“They’re as necessary as toilet paper,” she said.
It was a defiant act against period stigma and a taboo Ferreras-Copeland has been fighting against in her quest for what she calls menstrual equity. On Tuesday, after months of crusading and a colorful public discussion, she led the New York City Council toward a historic decision.
In a 49-0 vote, the council approved a measure that would make New York City the first in the United States to give all women in public schools, prisons and homeless shelters access to feminine hygiene products — free of charge.
“For students who will no longer miss class because they do not have a pad or tampon to mothers at shelters and women in prison who will have access to these critical yet often overlooked products, this package makes our city a more fair place,” Ferreras-Copeland said in a council statement.
Her proposal, co-sponsored in part by Council Speaker Melissa Mark-Viverito and members Ydanis Rodriguez and Daniel Dromm, would make pads and tampons freely available for the 300,000 schoolgirls in New York City and 23,000 women in public homeless shelters, reported the Associated Press. In correctional institutions, women are provided a limited supply of generic hygiene products, but advocates say that under current regulations, the options are at times scarce, inadequate and dehumanizing. This legislative package would change that, adding the force of law to preexisting standards.
The measure would provide an estimated 2 million tampons and 3.5 million pads each year, just to homeless shelters, reported AP. It will take up about $2.5 million annually in the city’s $82 billion budget.
The bill awaits Mayor Bill de Blasio’s signature, which is expected.
After the unanimous vote, de Blasio offered his support for the movement on Twitter and Facebook.
The New York City Council’s decision comes amid a national conversation about the high cost of menstrual products, what some advocates call a “womanhood penalty.”
Most U.S. states consider period pads and tampons nonessential items and tax them accordingly. Earlier this year, outrage bubbled online and elsewhere over what critics called a discriminatory “tampon tax.”
In an interview this year with vlogger Ingrid Nilsen on YouTube, President Obama lambasted the high cost of menstrual products.
“I have no idea why states would tax these as luxury items,” Obama said. “I suspect it’s because men were making the laws when those taxes were passed.”
A month ago, New York state lawmakers voted to eliminate the sales tax on feminine hygiene products, becoming the sixth state to do so.
The package approved Tuesday was Ferreras-Copeland’s most recent effort to bring menstrual equity to the city. At the beginning of 2016, she spearheaded a pilot program that brought free pads and tampons to female students in 25 public high schools in Queens and the Bronx.
In support of the measure spreading to all public schools, de Blasio posted a video to Facebook. It read: “So they can focus on their 6th-period test, instead of their period. Girls shouldn’t have to miss class because of their period.”

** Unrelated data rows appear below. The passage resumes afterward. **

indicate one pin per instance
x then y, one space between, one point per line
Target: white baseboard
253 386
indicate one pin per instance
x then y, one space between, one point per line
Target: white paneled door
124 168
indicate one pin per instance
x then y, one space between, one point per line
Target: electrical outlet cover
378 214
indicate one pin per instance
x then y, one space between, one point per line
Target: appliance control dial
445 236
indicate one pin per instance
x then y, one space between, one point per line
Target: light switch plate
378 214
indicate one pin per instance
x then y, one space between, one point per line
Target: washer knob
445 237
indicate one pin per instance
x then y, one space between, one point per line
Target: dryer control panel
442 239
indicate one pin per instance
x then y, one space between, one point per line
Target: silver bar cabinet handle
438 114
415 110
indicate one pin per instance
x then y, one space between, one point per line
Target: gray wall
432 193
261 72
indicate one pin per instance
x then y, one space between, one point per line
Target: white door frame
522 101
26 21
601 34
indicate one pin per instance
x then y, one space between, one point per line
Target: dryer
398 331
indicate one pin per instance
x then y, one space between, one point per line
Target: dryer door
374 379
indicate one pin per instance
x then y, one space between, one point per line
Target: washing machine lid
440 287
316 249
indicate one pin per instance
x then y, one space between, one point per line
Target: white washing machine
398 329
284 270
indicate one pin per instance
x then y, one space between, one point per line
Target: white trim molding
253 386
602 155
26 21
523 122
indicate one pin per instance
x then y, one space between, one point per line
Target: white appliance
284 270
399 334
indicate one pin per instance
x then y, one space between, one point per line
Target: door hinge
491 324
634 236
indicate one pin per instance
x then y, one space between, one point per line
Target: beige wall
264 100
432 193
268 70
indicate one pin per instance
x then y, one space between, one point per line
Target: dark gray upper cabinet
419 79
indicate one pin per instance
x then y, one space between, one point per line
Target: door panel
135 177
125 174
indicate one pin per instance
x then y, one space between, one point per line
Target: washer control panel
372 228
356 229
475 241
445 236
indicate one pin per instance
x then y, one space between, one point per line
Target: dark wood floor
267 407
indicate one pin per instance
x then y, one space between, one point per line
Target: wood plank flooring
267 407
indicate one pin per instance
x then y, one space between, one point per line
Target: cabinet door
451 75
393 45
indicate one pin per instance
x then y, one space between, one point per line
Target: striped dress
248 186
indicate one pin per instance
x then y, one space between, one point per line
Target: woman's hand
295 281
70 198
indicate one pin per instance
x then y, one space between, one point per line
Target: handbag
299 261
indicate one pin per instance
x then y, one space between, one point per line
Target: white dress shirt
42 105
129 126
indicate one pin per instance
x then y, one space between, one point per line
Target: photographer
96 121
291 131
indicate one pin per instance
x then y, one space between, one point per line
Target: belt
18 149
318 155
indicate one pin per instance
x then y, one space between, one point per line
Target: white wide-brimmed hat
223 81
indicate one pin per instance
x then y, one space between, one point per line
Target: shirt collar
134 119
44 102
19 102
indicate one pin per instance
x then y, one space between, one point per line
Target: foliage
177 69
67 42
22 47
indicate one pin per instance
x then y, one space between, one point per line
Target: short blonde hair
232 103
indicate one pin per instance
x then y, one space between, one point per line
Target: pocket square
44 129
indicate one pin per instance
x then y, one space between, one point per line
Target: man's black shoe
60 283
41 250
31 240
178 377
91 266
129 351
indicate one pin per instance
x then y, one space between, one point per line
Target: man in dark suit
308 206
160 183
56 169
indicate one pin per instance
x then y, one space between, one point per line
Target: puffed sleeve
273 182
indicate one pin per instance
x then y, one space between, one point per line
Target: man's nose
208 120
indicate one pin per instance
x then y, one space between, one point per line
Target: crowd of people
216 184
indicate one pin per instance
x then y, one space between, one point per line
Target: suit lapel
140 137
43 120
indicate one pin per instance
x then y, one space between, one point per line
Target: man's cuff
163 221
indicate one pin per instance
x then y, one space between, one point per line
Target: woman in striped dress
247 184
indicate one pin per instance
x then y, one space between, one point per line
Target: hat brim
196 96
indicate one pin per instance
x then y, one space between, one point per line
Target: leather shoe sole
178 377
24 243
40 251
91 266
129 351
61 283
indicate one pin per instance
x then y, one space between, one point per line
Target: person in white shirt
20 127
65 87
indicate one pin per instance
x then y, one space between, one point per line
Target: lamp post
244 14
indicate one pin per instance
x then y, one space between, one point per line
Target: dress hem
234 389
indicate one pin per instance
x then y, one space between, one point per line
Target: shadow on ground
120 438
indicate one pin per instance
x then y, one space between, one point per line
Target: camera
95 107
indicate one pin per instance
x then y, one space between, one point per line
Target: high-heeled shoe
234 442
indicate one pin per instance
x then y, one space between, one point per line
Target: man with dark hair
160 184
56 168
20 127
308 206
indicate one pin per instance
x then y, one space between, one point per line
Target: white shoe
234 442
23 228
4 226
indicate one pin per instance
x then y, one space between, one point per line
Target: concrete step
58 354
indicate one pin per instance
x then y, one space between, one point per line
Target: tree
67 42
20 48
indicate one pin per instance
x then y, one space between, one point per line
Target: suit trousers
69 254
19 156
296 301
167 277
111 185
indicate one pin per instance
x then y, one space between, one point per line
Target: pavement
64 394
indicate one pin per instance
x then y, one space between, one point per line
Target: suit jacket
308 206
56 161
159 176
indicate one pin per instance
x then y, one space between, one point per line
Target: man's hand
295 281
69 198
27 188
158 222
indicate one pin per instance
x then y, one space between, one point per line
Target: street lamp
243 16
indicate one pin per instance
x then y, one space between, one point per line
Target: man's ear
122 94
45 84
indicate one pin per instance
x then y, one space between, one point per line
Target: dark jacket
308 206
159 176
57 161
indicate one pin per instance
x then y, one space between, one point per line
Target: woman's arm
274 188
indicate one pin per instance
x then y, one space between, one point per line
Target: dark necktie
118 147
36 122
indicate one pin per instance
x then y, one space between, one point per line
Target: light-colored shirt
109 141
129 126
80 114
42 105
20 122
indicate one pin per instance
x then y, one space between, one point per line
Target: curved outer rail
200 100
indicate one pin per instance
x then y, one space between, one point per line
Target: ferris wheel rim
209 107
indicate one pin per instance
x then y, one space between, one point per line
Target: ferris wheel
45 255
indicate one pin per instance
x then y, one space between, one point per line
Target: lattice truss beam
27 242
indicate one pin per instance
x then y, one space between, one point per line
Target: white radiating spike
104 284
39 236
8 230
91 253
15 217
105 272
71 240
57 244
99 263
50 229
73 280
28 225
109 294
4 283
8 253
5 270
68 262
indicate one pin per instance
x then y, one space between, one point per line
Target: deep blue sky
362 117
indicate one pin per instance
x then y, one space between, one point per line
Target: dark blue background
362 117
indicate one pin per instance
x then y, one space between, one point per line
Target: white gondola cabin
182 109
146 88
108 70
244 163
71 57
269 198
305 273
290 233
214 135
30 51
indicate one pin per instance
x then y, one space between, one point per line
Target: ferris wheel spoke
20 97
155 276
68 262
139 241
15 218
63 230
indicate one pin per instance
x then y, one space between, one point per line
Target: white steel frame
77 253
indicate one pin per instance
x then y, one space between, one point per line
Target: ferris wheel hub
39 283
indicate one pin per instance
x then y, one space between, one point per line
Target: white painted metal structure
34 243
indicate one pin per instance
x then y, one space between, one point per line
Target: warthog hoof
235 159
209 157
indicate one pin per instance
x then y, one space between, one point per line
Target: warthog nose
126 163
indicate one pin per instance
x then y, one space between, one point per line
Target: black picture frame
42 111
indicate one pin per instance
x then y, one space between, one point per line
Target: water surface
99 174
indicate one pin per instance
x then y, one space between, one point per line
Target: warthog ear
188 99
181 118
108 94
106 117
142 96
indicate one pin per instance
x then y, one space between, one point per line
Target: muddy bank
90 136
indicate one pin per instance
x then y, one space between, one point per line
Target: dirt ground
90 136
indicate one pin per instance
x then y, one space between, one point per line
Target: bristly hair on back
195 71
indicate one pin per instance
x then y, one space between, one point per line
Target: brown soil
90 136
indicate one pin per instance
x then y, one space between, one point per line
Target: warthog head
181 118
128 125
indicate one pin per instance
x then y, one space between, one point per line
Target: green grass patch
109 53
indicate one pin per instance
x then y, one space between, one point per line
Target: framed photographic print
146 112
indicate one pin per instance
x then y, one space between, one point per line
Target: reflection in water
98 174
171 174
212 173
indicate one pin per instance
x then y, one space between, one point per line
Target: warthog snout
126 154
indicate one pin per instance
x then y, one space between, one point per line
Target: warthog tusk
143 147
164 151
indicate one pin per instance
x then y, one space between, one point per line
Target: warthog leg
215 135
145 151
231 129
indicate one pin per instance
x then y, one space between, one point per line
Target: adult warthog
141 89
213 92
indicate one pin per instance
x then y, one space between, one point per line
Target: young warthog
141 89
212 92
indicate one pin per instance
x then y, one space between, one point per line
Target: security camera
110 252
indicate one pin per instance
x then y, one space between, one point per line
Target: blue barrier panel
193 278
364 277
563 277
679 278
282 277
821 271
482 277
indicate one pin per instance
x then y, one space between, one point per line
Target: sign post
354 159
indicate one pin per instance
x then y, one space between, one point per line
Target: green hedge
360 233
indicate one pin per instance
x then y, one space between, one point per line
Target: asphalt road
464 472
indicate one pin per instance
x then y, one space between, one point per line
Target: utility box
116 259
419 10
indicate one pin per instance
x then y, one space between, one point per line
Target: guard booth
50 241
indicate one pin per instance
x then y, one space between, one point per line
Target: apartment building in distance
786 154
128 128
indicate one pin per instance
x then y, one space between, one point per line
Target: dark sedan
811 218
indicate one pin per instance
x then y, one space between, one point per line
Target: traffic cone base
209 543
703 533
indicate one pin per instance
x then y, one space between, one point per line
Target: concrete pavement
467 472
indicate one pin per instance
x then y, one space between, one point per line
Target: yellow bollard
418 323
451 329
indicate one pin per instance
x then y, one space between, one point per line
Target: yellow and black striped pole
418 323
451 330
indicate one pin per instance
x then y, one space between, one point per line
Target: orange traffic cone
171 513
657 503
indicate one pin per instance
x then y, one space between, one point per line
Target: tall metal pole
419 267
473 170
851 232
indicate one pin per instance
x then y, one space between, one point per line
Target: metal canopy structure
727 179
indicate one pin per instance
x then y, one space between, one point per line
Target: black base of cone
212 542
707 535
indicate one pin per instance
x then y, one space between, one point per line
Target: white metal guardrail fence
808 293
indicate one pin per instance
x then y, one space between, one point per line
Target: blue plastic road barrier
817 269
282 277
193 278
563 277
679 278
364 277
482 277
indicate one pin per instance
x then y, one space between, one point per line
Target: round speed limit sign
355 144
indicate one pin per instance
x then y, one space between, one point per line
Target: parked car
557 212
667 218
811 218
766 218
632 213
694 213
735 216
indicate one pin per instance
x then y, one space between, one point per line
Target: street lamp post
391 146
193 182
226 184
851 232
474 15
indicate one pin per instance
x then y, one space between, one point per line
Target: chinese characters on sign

In the post, he also quoted Ferreras-Copeland:
“Because tampons and pads aren’t luxuries — they’re necessities. As Ferreras-Copeland put it: ‘A young girl should not have to tell her teacher, to then tell her counselor, to then be sent to the nurse’s office, to then be given a pad to then go back to the bathroom while a boy is already taking his exam in his classroom.’ ”
In an announcement on the steps of city hall Tuesday, with a flock of women’s health advocates standing behind her, Ferreras-Copeland praised the legislation, which is just as much about eliminating stigma as it is about providing free access to health products.
“This package is remarkable,” Ferreras-Copeland told the crowd, according to the Huffington Post. “It is the only one of its kind, and it says periods are powerful.”